Impressions citadines par Catherine Dorion : «Tu m’aides, je t’aide»

«Tu m’aides, je t’aide»

«Bonjour, j’ai pris trop de drogue dans ma vie…» C’est son accroche.

– J’ai pas de liquide, j’en retirerai en payant mon café, je t’achète un journal en sortant si t’es encore là?

– Ah ben achète-moi donc un café à la place de me payer le journal. Mon travailleur social arrive juste à onze heures pis il paye pas le café.

Et le camelot de La Quête quitte son shift de vente et entre se réchauffer en dedans. Je lui paye son grand café filtre.

– Garde ton journal : le café que je te paye vaut moins que quatre piasses.

– Non, non, prends-le.

– Non, non, non. Ah, tiens, je le connais le rappeur que vous avez mis en page couverture, c’est Webster.

– Tu vois? Tu le veux. Tu le prends. Tu m’aides, je t’aide.

«Tu m’aides, je t’aide.» D’un ton péremptoire. Une loi.

Et j’ai eu comme un étrange manque. Une soudaine envie que cette loi veuille dire autre chose que ces retours d’ascenseur entre chefs d’entreprise et politiciens ou entre HSBC et ces riches qui ne voulaient pas payer de taxes. Que ceux qui occupent le haut du pavé comprennent qu’aucune fortune, aucune position sociale ne se maintient sans tous ces humains en dessous. Que personne n’amasse autant de richesse sans accumuler en même temps une dette équivalente envers la société qui lui a accordé cette influence et cette puissance. Pourquoi devine-t-on si rarement l’héritage de cette vieille loi communautaire, «tu m’aides, je t’aide», dans l’attitude des puissants d’aujourd’hui? C’est quoi? Ils s’en foutent? Ils prennent et c’est tout? Mais qui les a élevés, ce monde-là?

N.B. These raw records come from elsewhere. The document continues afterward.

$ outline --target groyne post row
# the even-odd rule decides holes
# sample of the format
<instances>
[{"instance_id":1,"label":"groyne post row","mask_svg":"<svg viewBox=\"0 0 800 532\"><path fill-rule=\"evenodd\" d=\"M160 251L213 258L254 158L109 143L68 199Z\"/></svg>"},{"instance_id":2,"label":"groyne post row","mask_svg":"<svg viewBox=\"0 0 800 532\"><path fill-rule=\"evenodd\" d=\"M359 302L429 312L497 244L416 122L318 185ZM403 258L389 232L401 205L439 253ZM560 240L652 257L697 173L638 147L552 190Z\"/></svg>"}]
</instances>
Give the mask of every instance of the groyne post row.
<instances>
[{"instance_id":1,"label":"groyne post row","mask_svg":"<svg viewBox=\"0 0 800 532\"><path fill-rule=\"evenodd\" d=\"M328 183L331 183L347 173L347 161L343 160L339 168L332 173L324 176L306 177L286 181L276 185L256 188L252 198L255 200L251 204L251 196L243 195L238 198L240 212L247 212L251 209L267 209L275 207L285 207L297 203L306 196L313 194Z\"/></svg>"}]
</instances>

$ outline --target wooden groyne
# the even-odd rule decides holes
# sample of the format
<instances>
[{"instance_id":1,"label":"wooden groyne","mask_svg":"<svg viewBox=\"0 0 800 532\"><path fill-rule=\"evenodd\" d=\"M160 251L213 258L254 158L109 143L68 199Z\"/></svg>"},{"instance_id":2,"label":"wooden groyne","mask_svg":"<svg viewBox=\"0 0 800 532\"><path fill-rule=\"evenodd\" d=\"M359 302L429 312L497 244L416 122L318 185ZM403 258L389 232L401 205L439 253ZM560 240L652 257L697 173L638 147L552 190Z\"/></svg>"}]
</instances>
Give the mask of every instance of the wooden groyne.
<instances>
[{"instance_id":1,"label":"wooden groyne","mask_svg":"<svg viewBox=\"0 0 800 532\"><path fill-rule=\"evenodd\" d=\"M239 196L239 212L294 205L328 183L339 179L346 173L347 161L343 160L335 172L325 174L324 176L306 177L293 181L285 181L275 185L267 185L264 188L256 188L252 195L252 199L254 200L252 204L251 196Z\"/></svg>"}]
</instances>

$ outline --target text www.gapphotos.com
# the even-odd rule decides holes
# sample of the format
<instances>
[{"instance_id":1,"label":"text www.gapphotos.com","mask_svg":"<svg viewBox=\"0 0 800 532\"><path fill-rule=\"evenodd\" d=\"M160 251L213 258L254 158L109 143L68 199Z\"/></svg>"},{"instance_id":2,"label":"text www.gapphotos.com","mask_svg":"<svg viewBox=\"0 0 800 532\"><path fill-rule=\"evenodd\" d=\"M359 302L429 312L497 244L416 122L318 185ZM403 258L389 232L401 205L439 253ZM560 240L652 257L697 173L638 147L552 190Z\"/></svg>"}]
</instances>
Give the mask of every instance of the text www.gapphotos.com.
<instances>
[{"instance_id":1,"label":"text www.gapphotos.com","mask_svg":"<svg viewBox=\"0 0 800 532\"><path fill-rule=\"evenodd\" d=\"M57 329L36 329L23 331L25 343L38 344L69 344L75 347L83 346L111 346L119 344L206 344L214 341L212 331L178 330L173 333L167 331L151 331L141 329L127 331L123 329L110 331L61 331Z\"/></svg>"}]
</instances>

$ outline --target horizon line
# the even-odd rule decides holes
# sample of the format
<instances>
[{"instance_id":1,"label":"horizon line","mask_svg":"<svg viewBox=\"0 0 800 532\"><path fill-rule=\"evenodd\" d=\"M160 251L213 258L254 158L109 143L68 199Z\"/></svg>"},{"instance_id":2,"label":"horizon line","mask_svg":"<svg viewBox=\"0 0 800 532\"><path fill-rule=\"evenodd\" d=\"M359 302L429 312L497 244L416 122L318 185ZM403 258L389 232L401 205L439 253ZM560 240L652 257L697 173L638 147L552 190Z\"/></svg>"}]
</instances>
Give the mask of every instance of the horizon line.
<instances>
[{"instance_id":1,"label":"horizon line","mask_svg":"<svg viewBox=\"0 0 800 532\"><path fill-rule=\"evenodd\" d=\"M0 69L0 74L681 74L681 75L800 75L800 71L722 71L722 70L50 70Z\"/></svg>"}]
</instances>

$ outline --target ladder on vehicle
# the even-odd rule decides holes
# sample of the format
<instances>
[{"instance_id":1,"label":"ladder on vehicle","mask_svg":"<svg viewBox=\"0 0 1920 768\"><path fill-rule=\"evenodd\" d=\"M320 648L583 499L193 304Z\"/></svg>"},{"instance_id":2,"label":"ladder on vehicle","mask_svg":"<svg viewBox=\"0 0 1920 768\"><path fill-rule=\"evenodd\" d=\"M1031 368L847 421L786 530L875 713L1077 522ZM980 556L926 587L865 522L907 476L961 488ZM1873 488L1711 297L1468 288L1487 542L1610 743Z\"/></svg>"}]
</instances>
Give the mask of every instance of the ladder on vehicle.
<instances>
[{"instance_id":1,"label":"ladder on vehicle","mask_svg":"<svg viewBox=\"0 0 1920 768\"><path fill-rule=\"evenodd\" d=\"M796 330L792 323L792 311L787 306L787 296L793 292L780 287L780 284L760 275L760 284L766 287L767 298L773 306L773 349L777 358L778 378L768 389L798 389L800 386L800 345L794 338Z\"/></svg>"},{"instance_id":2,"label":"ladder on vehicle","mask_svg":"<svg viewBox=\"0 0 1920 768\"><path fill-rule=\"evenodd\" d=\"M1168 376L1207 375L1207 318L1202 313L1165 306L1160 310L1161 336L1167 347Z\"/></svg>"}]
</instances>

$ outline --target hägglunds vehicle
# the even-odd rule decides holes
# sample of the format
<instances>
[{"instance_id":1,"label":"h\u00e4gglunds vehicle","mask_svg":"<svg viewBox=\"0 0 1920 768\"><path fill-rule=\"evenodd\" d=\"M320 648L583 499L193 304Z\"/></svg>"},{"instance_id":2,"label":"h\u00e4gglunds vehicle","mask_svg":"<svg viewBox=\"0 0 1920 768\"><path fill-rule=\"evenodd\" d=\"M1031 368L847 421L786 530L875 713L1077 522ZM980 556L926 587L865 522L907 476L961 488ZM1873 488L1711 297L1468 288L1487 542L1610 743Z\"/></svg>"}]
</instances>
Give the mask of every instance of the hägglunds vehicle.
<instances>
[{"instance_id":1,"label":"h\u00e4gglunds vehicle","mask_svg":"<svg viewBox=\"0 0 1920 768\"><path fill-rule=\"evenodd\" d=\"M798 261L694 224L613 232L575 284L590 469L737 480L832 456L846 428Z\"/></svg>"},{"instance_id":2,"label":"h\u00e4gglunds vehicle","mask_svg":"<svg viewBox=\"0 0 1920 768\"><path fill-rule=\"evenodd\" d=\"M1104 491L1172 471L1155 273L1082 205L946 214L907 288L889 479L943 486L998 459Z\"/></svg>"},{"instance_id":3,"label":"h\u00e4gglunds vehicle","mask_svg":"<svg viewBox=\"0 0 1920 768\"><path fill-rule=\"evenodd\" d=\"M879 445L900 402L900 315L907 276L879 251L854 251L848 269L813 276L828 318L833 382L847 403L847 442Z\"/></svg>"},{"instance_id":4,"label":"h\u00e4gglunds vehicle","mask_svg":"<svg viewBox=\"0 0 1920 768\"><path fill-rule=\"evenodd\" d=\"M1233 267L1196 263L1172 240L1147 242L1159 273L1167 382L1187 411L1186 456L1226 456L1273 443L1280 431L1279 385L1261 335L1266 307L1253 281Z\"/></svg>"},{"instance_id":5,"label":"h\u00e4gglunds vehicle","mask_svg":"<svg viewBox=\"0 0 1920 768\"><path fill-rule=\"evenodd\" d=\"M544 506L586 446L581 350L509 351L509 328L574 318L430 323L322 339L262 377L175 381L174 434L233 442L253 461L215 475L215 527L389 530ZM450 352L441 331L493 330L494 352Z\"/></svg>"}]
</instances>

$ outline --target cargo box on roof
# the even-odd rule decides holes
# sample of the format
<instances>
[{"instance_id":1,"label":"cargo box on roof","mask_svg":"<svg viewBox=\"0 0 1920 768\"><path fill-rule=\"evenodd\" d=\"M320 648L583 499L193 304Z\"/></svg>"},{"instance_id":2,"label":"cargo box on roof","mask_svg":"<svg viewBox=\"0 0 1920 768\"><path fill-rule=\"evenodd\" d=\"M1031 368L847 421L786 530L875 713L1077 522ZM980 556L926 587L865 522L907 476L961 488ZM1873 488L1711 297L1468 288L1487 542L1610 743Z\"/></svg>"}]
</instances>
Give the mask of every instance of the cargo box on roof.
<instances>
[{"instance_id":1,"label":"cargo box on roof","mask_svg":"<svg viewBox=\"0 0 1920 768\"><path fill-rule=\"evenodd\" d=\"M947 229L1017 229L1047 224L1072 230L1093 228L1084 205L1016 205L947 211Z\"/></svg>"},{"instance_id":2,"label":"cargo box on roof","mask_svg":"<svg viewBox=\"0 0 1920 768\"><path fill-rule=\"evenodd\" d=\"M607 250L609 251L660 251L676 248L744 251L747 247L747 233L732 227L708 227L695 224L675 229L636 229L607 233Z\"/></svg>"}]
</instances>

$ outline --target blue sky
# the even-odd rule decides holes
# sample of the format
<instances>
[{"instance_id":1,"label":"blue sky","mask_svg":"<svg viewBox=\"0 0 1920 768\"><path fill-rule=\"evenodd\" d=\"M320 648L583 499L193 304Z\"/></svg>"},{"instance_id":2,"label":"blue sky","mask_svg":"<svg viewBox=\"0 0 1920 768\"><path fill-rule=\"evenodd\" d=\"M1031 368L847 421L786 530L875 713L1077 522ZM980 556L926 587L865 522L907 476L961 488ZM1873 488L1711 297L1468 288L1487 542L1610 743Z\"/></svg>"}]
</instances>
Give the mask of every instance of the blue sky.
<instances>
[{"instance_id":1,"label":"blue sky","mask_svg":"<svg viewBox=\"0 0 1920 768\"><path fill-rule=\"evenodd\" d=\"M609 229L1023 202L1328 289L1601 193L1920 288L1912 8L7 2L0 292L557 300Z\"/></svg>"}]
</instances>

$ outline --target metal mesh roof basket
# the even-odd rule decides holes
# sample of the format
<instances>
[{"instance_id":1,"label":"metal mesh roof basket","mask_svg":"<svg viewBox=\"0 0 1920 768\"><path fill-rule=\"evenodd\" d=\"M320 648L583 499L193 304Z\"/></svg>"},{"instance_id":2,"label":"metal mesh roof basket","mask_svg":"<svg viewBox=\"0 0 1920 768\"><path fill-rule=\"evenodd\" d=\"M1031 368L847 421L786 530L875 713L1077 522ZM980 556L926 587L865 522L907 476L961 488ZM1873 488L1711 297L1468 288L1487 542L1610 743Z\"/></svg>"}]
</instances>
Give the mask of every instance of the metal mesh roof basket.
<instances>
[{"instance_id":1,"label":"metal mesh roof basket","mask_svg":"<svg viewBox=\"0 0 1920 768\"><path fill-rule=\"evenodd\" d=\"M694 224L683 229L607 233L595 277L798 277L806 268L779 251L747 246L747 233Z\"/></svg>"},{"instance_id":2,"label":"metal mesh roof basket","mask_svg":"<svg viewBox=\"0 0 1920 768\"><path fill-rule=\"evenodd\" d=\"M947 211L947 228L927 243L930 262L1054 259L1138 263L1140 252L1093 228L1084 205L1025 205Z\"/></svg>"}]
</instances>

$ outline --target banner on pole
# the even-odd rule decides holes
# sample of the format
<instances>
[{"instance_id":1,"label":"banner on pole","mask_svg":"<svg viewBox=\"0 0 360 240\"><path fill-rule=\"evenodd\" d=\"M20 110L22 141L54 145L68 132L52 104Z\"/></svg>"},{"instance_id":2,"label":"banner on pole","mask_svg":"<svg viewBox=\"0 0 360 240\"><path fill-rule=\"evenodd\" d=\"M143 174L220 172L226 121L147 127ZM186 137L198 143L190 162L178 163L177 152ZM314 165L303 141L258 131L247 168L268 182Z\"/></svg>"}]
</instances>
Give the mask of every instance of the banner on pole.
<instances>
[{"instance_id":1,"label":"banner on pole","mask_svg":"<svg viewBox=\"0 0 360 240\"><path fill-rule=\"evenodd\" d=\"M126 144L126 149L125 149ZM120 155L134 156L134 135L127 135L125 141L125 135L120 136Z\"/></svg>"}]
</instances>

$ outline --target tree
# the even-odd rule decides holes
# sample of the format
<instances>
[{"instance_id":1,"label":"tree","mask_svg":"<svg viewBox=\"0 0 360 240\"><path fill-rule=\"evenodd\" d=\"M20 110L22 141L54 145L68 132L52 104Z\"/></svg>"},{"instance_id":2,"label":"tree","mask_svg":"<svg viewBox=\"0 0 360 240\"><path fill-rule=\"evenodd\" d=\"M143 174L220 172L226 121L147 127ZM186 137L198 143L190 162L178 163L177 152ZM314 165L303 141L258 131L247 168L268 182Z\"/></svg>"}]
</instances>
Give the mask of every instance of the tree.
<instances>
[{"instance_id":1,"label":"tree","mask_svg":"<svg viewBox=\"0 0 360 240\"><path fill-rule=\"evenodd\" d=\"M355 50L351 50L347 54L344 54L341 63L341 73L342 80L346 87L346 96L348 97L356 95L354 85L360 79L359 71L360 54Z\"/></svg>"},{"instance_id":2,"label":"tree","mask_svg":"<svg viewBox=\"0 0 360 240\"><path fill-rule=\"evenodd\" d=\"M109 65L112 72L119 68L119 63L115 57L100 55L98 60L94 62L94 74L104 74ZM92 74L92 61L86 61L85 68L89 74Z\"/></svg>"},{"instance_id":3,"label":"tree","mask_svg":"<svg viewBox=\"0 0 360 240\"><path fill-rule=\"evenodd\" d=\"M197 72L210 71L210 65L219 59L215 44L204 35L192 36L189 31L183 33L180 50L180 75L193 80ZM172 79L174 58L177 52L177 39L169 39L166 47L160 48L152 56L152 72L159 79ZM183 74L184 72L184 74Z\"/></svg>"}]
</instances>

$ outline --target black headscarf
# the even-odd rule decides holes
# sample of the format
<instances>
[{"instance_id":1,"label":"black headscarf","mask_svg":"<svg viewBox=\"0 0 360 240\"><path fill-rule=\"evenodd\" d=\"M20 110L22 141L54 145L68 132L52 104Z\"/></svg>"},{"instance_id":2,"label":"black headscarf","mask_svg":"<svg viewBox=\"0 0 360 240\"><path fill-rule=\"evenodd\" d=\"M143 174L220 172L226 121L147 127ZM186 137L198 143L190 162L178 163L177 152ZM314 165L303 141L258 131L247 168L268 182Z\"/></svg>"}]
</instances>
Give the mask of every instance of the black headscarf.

Je sais qu’il est naïf d’imaginer que le monde ressemble à ces vieux contes chinois où un roi riche et puissant est obsédé par le bien-être de ses sujets et par les manières dont il pourrait se sacrifier pour eux (tout ça malgré une inégalité de conditions matérielles qui ne semble pas lui faire un pli sur la poche). Voilà quelque chose de plus réaliste : des rois tout aussi riches et puissants qui se contre-crissent de leurs sujets, qui provoquent des famines et des guerres et qui saupoudrent la misère partout où cela s’avère nécessaire à l’accumulation de l’or dans leurs coffres. À peu près la définition de la barbarie, finalement.

En attendant, la devise «tu m’aides, je t’aide» continue d’avoir cours dans les cercles de démunis. Il reste encore quelques poches de civilisation ici et là.